11 November 2025

AI and the Human Edge in Aviation

The aviation industry has a long legacy of precision engineering, establishing its reputation as one of the world’s safest, most trusted and technologically advanced sectors. Today, Gen AI is elevating this legacy even further, delivering advanced analytics, enhancing anomaly detection, supporting real-time decision-making and unlocking operational efficiencies.

The aviation industry has a long legacy of precision engineering, establishing its reputation as one of the world’s safest, most trusted and technologically advanced sectors. Today, Gen AI is elevating this legacy even further, delivering advanced analytics, enhancing anomaly detection, supporting real-time decision-making and unlocking operational efficiencies.

Reflecting this momentum, the global AI market in the aerospace and defence sector is projected to reach USD43.02 billion by 2030, growing at a compound annual growth rate of 9.8%.
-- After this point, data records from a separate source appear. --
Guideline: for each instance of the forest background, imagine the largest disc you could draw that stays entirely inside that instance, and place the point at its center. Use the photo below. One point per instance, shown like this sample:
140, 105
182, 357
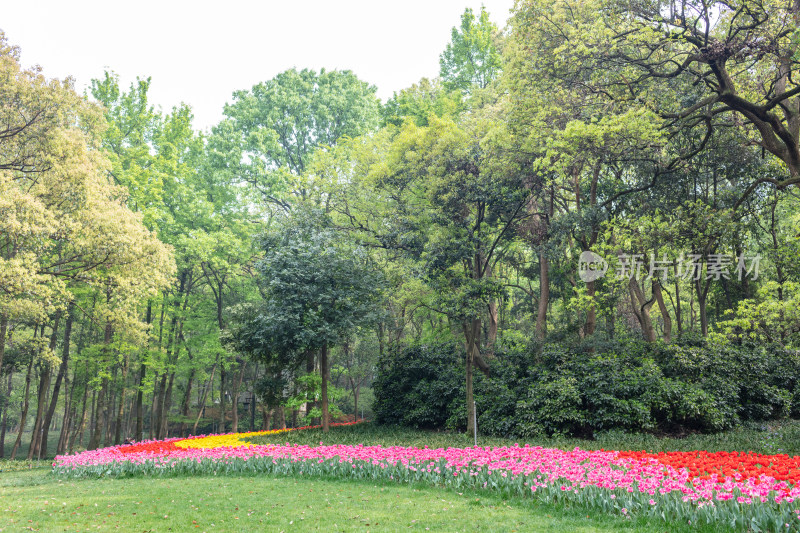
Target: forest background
320, 253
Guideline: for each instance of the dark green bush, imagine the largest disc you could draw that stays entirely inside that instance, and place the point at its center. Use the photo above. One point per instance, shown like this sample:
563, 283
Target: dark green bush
631, 385
416, 386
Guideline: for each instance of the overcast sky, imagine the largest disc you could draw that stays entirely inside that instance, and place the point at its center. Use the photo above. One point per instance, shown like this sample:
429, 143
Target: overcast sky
200, 55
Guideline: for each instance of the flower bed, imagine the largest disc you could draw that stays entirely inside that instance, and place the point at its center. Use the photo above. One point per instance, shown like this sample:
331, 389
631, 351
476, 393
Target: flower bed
742, 490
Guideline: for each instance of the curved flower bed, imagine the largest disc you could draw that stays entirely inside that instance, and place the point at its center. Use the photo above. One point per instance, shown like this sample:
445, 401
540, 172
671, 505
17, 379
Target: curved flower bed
741, 490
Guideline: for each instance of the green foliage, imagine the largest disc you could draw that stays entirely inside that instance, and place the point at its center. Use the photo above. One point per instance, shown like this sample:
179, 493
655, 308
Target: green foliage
419, 102
271, 131
416, 386
309, 389
472, 57
581, 391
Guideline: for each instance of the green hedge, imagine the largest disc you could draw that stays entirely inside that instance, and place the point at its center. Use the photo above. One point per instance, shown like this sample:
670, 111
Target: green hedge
578, 391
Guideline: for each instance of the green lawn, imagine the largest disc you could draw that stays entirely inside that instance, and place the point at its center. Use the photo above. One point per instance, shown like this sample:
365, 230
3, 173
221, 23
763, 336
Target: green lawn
34, 500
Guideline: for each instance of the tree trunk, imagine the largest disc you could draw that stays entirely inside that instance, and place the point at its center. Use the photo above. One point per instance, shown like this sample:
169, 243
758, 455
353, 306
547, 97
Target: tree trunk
186, 403
591, 313
164, 430
63, 369
100, 410
139, 433
265, 417
491, 337
79, 429
222, 374
355, 400
6, 408
235, 397
44, 389
3, 332
641, 309
544, 295
24, 415
471, 338
205, 395
662, 307
109, 420
325, 372
678, 313
282, 417
118, 431
310, 367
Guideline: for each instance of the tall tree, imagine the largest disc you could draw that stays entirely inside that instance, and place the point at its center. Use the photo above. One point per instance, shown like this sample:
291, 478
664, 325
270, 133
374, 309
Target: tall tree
472, 58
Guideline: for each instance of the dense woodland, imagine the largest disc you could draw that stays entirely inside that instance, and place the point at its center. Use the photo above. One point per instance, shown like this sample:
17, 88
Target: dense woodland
321, 254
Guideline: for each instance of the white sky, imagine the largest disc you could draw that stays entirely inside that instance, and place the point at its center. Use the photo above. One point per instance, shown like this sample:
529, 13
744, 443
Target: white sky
200, 52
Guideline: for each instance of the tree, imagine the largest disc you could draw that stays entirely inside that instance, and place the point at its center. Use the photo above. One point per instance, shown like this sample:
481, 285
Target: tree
698, 64
472, 57
317, 292
272, 130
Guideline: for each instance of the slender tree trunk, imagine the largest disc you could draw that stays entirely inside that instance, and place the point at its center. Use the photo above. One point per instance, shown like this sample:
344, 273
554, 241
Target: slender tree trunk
100, 410
108, 419
253, 400
80, 428
282, 416
3, 332
44, 388
662, 307
678, 308
154, 407
205, 395
222, 374
325, 372
309, 369
118, 438
24, 415
63, 369
470, 333
702, 293
186, 403
6, 408
355, 400
266, 414
164, 430
491, 337
544, 295
139, 433
235, 397
591, 313
641, 308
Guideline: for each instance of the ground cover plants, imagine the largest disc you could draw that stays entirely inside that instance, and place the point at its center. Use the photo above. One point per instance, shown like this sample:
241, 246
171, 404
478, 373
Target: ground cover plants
740, 490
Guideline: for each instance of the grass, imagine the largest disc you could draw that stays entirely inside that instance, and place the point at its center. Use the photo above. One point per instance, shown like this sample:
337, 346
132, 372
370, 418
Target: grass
769, 438
35, 500
31, 498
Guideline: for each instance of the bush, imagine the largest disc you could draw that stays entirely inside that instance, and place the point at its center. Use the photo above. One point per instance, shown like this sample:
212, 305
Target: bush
416, 386
579, 391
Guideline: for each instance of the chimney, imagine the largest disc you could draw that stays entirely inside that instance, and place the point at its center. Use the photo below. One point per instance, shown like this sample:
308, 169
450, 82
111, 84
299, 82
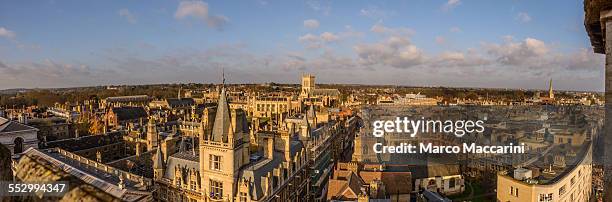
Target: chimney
269, 150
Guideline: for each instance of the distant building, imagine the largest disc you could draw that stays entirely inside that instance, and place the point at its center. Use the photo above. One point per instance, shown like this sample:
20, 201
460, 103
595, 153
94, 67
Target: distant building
18, 137
133, 101
119, 116
310, 94
53, 128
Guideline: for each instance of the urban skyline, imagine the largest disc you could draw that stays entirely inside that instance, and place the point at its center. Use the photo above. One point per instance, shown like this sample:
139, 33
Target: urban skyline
508, 44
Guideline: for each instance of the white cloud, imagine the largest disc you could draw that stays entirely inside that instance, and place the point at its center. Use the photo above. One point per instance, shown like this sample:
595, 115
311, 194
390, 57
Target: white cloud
375, 13
440, 40
321, 6
313, 41
125, 13
455, 29
400, 31
516, 53
311, 24
523, 17
199, 10
450, 4
394, 51
5, 33
329, 37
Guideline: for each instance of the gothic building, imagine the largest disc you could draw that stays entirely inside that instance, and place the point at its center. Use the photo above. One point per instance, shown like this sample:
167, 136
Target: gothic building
223, 168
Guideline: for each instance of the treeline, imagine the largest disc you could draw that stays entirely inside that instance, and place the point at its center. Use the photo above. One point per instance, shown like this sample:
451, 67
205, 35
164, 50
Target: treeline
48, 97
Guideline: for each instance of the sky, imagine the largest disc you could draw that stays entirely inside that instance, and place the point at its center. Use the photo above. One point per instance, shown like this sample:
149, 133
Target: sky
456, 43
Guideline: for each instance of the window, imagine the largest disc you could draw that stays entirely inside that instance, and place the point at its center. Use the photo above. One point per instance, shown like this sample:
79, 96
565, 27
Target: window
562, 190
545, 197
216, 189
215, 162
514, 191
243, 197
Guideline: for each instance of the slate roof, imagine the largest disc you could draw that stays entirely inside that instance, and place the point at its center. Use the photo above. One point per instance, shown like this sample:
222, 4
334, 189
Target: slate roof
7, 126
183, 160
180, 102
86, 142
221, 126
129, 113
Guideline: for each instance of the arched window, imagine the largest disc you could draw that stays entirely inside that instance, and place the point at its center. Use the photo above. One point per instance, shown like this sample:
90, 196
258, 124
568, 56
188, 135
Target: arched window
18, 148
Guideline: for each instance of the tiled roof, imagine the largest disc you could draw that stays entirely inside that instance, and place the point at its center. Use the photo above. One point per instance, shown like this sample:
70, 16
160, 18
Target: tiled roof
129, 113
7, 126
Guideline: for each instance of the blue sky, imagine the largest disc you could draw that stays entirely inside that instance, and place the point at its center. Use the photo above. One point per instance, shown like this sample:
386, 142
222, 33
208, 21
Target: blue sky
473, 43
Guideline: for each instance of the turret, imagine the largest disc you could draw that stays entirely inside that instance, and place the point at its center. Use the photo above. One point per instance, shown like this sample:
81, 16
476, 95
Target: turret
152, 139
158, 164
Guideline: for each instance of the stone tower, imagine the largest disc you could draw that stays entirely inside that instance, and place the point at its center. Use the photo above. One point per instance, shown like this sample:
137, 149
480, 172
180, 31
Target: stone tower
224, 149
158, 164
152, 139
551, 94
308, 84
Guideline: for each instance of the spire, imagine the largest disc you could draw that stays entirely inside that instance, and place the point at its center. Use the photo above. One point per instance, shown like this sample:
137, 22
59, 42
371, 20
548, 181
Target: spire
183, 145
158, 163
312, 113
179, 94
221, 126
551, 95
223, 77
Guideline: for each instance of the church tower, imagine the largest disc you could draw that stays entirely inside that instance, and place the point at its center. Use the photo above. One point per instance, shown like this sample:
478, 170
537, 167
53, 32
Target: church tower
158, 164
224, 150
551, 94
152, 139
308, 84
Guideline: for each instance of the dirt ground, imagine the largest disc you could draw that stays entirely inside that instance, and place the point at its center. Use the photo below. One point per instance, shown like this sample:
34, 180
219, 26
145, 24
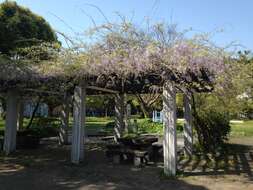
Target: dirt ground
49, 168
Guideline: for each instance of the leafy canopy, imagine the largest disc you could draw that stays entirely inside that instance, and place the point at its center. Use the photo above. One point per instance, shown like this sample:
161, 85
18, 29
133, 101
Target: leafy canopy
20, 28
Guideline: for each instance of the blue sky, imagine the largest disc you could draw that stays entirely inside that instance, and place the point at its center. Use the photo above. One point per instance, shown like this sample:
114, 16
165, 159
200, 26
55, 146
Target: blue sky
233, 16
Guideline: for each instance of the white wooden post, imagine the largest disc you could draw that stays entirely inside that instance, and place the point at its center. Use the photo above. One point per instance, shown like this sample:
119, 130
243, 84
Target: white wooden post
119, 115
11, 122
170, 136
64, 120
77, 152
20, 115
188, 133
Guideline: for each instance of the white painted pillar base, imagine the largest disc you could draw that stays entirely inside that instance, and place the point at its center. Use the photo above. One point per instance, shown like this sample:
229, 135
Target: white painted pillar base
170, 132
188, 132
20, 115
64, 120
77, 152
11, 122
119, 115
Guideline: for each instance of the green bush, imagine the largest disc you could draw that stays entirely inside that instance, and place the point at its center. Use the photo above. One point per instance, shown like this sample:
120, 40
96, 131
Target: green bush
212, 129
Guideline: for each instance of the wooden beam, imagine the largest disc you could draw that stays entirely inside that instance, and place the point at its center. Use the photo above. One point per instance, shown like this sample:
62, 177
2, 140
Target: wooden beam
188, 133
77, 151
119, 115
102, 89
43, 91
11, 122
20, 115
170, 135
64, 115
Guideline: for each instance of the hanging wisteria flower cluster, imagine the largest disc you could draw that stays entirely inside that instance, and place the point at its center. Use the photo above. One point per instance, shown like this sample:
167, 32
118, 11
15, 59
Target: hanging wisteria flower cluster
123, 50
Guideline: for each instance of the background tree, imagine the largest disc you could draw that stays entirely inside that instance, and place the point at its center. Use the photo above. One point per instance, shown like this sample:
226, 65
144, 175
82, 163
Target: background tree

While the potential of AI is undeniably transformative, its adoption continues to be met with a degree of hesitancy across the aviation sector. This caution stems from a range of complex challenges, spanning technical limitations, operational disruptions and ethical considerations. Steering this AI revolution, therefore, requires a strategic, cross-functional collaboration to interpret AI’s evolving capabilities and ensure its responsible integration throughout the aviation ecosystem.

AI in aviation today

AI is no longer a future-facing concept in aviation; it’s a present-day operational asset powering automation, scheduling and system optimisation. With GenAI, this integration is undergoing a major shift across a myriad of aviation sectors, elevating safety standards and redefining operational models. Today, AI is transforming aviation through:

  • Predictive maintenance: AI-powered virtual replicas of aircraft systems (digital twins) analyse critical avionics data, such as engine performance and hydraulics, to optimise maintenance schedules, design efficient systems and enhance component lifecycles, saving millions in repair costs, cancellations and downtimes.
  • Proactive risk mitigation: AI-driven asset-health monitoring systems accurately predict component failures and even possible failure scenarios with over 90% accuracy, weeks in advance.
  • Runway intelligence: AI-powered Aircraft Braking Action Report (ABAR) systems integrate Synthetic Vision Technology, Automatic Dependent Surveillance – Broadcast data, and GPS telemetry to monitor a typical aircraft movement, predict runway enhance braking efficiency by using objective data for critical decisions. This improves taxi guidance in low-visibility and congested conditions for both pilots and controllers.
  • Flight path optimisation: GenAI-enabled collision avoidance systems, like Airborne Collision Avoidance System X, assess weather, traffic, and terrain data to minimise false alerts, recommend fuel-efficient routes, and enable dynamic mid-flight rerouting.
  • Autonomous flight systems: AI-driven drones and electric vertical take-off and landing aircraft serve cargo, medical and urban air transport functions, using real-time kinematic networks for centimetre-accurate navigation in complex environments.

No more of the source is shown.